Paradise Road is the story of Kevin McGarry a young man from the West of Scotland, who as a youngster was one of the most talented footballers of his generation in Scotland. Through a combination of injury and disillusionment, Kevin is forced to abandon any thoughts of playing the game he loves, professionally. Instead he settles for following his favourite team, Glasgow Celtic, as a spectator, while at the same time resignedly and with a characteristically wry Scottish sense of humour, trying to eke out a living as a joiner.
It is a story of hopes and dreams, idealism and disillusionment, of growth in the face of adversity and disappointment. Paradise Road examines some of the major themes affecting football today, such as the power and role of the media, standards in the Scottish game and the sectarianism which pervades not only football in Glasgow but also the wider community. More than simply a novel about football or football fandom, the book offers a portrait of the character and experiences of a section of the Irish Catholic community of the West of Scotland, and considers the role of young working-class men in our modern, post-industrial society.
The road Kevin travels towards self discovery, fulfilment and maturity leads him to Prague, enabling a more detached view of the Scotland that formed him and the Europe that beckons him.
In the words of an initial review:
Written in a thoughtful, provocative yet engaging style, Paradise Road is a book that will enthral, challenge and reward in equal measure. It will be a powerful addition to the growing debate on some of the key issues facing contemporary Scotland”
Scotball is the eagerly awaited follow-up to the author’s critically acclaimed debut novel “Paradise Road”. Scotball is a searing examination of the current state of Scottish football and the various social, political and economic forces that combine to strangle its integrity and potential.It will have a wide appeal being of interest to everyone concerned about Scottish football and its relationship to Scottish society.”

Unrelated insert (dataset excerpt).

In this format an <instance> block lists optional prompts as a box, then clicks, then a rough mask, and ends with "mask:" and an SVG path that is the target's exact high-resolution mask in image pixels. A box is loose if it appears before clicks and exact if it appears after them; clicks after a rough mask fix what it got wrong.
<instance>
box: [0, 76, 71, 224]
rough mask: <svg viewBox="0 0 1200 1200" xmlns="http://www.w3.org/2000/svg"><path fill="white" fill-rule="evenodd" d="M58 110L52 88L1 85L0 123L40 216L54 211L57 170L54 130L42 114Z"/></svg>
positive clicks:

Peter Fitzpatrick returns home to Kirkintilloch with his Czech wife after five years in Prague. Resuming his previous career in banking and financial service, he feels unfulfilled. His application to host a television programme discussing the hot topics relating to Scottish football eventually finds favour. ‘The Scottish Football Debate’, or ‘Scotball’ is born.
The show is an instant hit; it tackles the problems relating to the game in a forthright and intelligent manner. It wins praise for being uncluttered by the customary agendas and petty grievances which usually distort and disfigure these types of shows. The programme runs successfully for two full seasons, debating and discussing such previously taboo subjects as sectarianism, declining standards in Scottish football and the pejorative influence of finances and a too powerful media on the game, when the biggest story in the history of Scottish sport begins to unfold, namely the financial liquidation of Rangers.
Gradually the free reign that the show was permitted for open discussion begins to be checked, and due to hidden conflicts of interest, the editorial license of the programme makers is slowly eroded. The story concludes with Peter’s dramatic reaction to this establishment response to his programme.